(IAPA/IFEX) – The following is a 1 July 2004 IAPA press release: Bernardo Arévalo Padrón tells IAPA US has granted him political asylum MIAMI, Florida (July 1, 2004) – In a telephone call today from Havana, Bernardo Arévalo Padrón, one of the most prominent members of Cuba’s independent press who spent six years in prison […]
(IAPA/IFEX) – The following is a 1 July 2004 IAPA press release:
Bernardo Arévalo Padrón tells IAPA US has granted him political asylum
MIAMI, Florida (July 1, 2004) – In a telephone call today from Havana, Bernardo Arévalo Padrón, one of the most prominent members of Cuba’s independent press who spent six years in prison for reporting in defiance of government controls, told the Inter American Press Association (IAPA) that he is due to travel to the United States shortly as a political refugee. In the call, he thanked the organization for its “unflinching support and solidarity.”

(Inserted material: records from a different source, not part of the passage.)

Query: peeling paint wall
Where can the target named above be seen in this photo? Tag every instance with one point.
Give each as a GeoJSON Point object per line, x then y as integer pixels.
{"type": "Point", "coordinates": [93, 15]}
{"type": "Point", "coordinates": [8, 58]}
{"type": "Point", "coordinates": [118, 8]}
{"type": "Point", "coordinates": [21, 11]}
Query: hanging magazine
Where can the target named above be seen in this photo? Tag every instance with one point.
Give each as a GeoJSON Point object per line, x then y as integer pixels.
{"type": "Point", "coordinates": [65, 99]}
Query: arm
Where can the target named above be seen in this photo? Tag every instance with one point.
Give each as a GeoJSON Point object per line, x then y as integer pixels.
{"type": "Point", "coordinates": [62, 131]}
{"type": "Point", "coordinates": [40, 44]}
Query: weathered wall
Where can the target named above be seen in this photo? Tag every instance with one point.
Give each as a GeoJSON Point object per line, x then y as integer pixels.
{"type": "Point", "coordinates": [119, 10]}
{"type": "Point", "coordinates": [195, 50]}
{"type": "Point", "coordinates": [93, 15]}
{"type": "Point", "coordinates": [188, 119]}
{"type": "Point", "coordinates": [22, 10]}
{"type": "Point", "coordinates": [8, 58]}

Arévalo Padrón founded the independent news agency Línea Sur Press in 1997 in the Cuban province of Cienfuegos. In November of that same year he was put on trial, convicted and sentenced to six years’ imprisonment for calling Cuban President Fidel Castro and Vice President Carlos Lage “liars.” He said that while serving his sentence in the Ariza Prison in Cienfuegos, he was tortured and subjected to abuse, becoming ill as a result. The IAPA repeatedly protested his imprisonment and demanded his release, along with that of other independent journalists still being held in Cuban jails.

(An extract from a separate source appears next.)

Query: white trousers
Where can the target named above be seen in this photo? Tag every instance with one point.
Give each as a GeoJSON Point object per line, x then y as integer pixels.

The chairman of the IAPA’s Committee on Freedom of the Press and Information, Rafael Molina, welcomed the new development after Arévalo Padrón spent six years suffering in prison. Molina, of the Santo Domingo, Dominican Republic, newspaper El Nacional, said, “with Arévalo Padrón going into exile a very valuable and necessary person for the struggle for liberty in Cuba is lost.”

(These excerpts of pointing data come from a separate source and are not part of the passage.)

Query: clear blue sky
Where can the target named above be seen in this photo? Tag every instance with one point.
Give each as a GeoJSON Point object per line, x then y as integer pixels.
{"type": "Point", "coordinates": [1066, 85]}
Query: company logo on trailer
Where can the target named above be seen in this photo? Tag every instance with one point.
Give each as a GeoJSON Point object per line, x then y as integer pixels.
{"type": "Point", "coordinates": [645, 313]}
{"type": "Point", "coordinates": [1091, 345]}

Arévalo Padrón told the IAPA that on June 30 he was called to the United States Interests Section in Havana, where he was told that his request for political asylum had been granted. He has been given permission by the Cuban government to leave his homeland, which he plans to do on August 25, going first to Cancún in Mexico and from there by air to Miami and on to Fort Worth, Texas, his final destination. There, he is due to undergo nasal surgery and treatment for various other ailments he contracted while in prison.
Arévalo Padrón, who will be accompanied by his wife, Libertad Acosta Díaz, has planned a three-day stopover in Miami en route to Texas. He has scheduled a press conference at the airport on his arrival in Miami.
Arévalo Padrón is the independent journalist who has thus far spent the most time in prison in Cuba. He was released on November 13, 2003 and immediately resumed his reporting activities. In his call to IAPA, he thanked the organization and others who defend press freedom and human rights for their constant support.